Recently I met with the family of a man in his late sixties who had had undergone emergency surgery for a bowel obstruction, then had a cardiac arrest, spent 3 weeks in the ICU, and now was in a vent-weaning facility. Second wife, three adult children, one adult grandchild. The patient was lying in bed attached to the ventilator through a tracheostomy, otherwise appearing serene and unbothered. Completely unresponsive, and no wonder, he was receiving a considerable load of sedating medications. When the sedation level was lowered, to test his potential to breathe on his own, I am told that his appearance changed totally, breathing rate increasing into the 50's, anxiety and panic transforming his expression. Still his physician remained hopeful that he was making some progress towards weaning from the vent.
The family was lovely and in agreement about wanting what was best for this man. They had no doubts that he was receiving excellent care. One of his daughters was a social worker who worked in a nursing home who told me that she often helped her elderly patients to fill out advance directives. The patient and his wife both had spoken about what they would not want to go through in an event just like the one I am describing. He had a written, legally recognized advance directive saying that if a trial of artificial ventilation did not suffice, he would not want prolonged ventilation, would not want dialysis, would not want to be fed through a tube. But here he was, after a long hospitalization, now in a hospital devoted to long-term ventilation care, sedated, with a trach, on a ventilator, with a feeding tube.

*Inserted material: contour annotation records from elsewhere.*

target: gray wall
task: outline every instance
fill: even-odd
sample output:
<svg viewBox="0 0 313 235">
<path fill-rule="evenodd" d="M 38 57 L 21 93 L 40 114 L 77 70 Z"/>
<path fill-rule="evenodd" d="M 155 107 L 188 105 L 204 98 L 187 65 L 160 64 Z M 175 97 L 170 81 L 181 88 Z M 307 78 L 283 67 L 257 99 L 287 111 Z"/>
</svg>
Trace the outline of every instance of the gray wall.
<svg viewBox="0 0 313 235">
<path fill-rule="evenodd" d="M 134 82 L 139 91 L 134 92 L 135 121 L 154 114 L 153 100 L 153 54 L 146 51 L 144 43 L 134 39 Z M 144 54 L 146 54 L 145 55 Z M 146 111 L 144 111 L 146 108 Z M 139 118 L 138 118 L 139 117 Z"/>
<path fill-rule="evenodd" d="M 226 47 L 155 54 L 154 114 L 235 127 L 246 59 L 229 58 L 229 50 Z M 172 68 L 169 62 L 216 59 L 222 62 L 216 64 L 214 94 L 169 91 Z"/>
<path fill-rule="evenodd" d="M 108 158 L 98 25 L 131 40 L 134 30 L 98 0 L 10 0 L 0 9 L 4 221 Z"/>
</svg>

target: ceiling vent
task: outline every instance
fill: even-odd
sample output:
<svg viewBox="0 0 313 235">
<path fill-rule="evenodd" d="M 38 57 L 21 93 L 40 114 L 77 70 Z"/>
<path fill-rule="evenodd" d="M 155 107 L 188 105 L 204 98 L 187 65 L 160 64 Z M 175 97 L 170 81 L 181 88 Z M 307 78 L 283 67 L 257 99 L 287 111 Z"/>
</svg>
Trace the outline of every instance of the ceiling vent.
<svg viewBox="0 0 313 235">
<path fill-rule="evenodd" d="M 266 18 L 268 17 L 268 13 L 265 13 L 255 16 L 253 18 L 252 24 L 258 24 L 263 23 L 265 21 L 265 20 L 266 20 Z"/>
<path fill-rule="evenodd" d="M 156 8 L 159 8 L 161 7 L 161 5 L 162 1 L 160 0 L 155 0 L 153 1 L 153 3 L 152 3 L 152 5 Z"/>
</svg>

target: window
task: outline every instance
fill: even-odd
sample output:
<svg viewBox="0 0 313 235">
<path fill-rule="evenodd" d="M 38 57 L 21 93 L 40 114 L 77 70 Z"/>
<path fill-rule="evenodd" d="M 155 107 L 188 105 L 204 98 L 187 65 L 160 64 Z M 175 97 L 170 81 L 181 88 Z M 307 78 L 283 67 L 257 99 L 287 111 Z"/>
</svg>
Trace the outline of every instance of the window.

The wife told me that he had an "ominous" feeling about the surgery and had reminded them of his advance directive as they wheeled him into surgery. The family agreed that his health had been very poor over the past year, due to chronic heart, lung, and kidney disease, and that he often talked about not wanting to live if he would have to reside in a nursing home. They had only recently been told that if weaning from the vent was successful, he would face another 6-9 months of rehabilitation during which he would need to be highly motivated to relearn to walk and do ordinary self-care activities. Knowing him, they doubted that he would have this motivation. He had been miserable during cardiac rehabiliation after a previous heart attack. In fact, it is not an exaggeration to say that this family was wracked with guilt that they were doing exactly what this man had told them he would never want.
How did this happen? I see situations similar to this quite often. I don't know the answer, but I do think part of the problem is that we fill out advance directives (those of us who bother to do this task at all) with our minds. Emotionally, we have no sense of what we are saying or doing. We don't go that extra mile to really imagine being in the situation we are saying no to. The persons that we ask to speak for us in our extreme vulnerability have no idea what we are really asking of them. When a close family member is asked to speak for someone who cannot speak for herself, there is a powerful urge to follow a course based on their own desires, not necessarily the patient's. And then on top of this, no one along the way sits down and describes how the "rest of the story" is likely to unfold. Families get told that "the kidneys are doing better today" or that "he has a good chance of breathing on his own if we give him a few more weeks". The most likely outcome--that he will go from the hospital to a vent weaning facility for four months and then to rehab for 6 months and possibly never return to being able to dress or feed himself--is not revealed. It's the combination of "piecemeal" optimism, inability to predict outcomes very well, and the failure to find out from the family what an acceptable recovery really would look like for this individual that combine to create unbearable pressure against following the directives that we agree to adhere to in the name of patient autonomy.
Perhaps we all lack the courage of our convictions. Or perhaps there really is no such thing as individual autonomy, and therefore, no value in creating advance directives. I am thinking today, at least, that there really is no such thing, it's an illusion that we are all complicit in. Outcomes, guilt, stories, families, decisions,healthcare providers, estrangements, lab results, God, CT scans, emotions, legacies, factors innumerable ... somehow combine in an unpredictable forcefield along a path that no one controls. This is our healthcare system.
At the moment, I can't think otherwise. How else can I understand this story?